# Eldar vs. Abbadon



## Oni Chikara (Oct 22, 2009)

I need some help, I recently played a game vs CSM and my opponent fielded Abbadon. I obliterated all of his troops before they could get close, and then Abbadon got close and ripped through my troops.

I have Eldrad Ulthwe and was using mindwar but kept failing each time. Maybe I'm not doing it right.

Can someone help?


----------



## Inquisitor Einar (Mar 6, 2009)

Indeed, you're doing it wrong! You're supposed to WIN your mindwars!

( sorry, couldn't resist , sadly can't give you any solid eldar advice against abbaddon since I don't know eldar all that well )


----------



## Concrete Hero (Jun 9, 2008)

You can keep trying Mind war, you have an equal chance of wounding him with no drawbacks really.

Just stay out of his way, he's incredibly slow and if walking you should never let him hit your lines. If he's in a raider, use lances to stop it in its tracks


----------



## Asmodeun (Apr 26, 2009)

Take the Hero's advice, it's full of wisdom.


----------



## Katie Drake (Nov 28, 2007)

Alternatively, make sure your Troops have transports so you can fly away when Abaddon gets close. It's really quite funny to have a nearly 300 point monster unable to do anything but fire his twin-linked bolter in frustration while he waddles after his enemies.


----------



## daniello_s (Aug 3, 2009)

Introduce him to the Fortuned Avatar :mrgreen:

You'll see who is tougher:wink:

Alternatively use _Guide_ on yours Warwalkers with 2 Scatter Lasers each or on yours Dire Avengers (with Exarch Bladestorm) and _Doom_ on Abbi. There is no chance he will save all this wounds.


----------



## Katie Drake (Nov 28, 2007)

For more ideas, check out this thread in General.


----------



## oblivion8 (Jun 17, 2009)

lol my broodlord ganked a fortuned avatar by himself XD

but as for eldar, I dont know a lot first hand but a unit of harlequins might do the trick (i cant quite remeber abbadons initiative srry :S)
alternatively eldrad and a unit of warlocks should tie him up for a long while, as long as they stayed fotuned of course (maybe doom the squad or something as well). 
hope it works out for you!


----------



## Oni Chikara (Oct 22, 2009)

All excellent points. I'll just have to keep trying.


----------



## Ijustmadethisup4 (Apr 7, 2009)

Katie Drake said:


> Alternatively, make sure your Troops have transports so you can fly away when Abaddon gets close. It's really quite funny to have a nearly 300 point monster unable to do anything but fire his twin-linked bolter in frustration while he waddles after his enemies.

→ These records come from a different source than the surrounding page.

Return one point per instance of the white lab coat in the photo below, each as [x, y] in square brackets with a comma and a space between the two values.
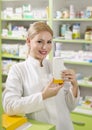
[23, 95]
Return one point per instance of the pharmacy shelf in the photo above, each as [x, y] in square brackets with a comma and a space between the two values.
[76, 19]
[23, 19]
[8, 56]
[13, 38]
[59, 39]
[84, 83]
[78, 62]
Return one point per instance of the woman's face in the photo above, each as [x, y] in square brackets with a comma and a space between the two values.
[40, 45]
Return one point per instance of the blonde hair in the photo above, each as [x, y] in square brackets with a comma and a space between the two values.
[38, 27]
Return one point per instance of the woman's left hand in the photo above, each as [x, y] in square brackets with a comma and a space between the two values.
[69, 75]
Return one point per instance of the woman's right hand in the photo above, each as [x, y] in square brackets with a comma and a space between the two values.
[51, 90]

Lol, couldnt have said it better myself!


----------



## Khorothis (May 12, 2009)

Wow. I keep seeing these threads how scary Abaddon is and whatnot... and as a CSM player I never even think of using the guy, hes so ridiculously expensive for what he does... makes me wonder if you guys get to play with good CSM players at all. Or its just me hating him for no reason at all, I wonder? I mean if he rolls a 1 on his DW hes fucked for that turn. Kharn is much more fun and I'll risk it and say hes even more competitive. But since people keep saying hes so great I'll give Failabaddon a chance.


----------



## Cruor99 (Mar 11, 2009)

What the previous posters have said is pretty much it. Outrun him. He is a massive point sink, and if you just kite away from him and focus on his troop choices (which won't be that many, seing as he affords Abaddon. Probably with a terminator retinue, as well.) 

If you play around 1500, he is a fool to bring Abaddon. At 1750? Fluffy, at best. In my honest opinion, at least.


----------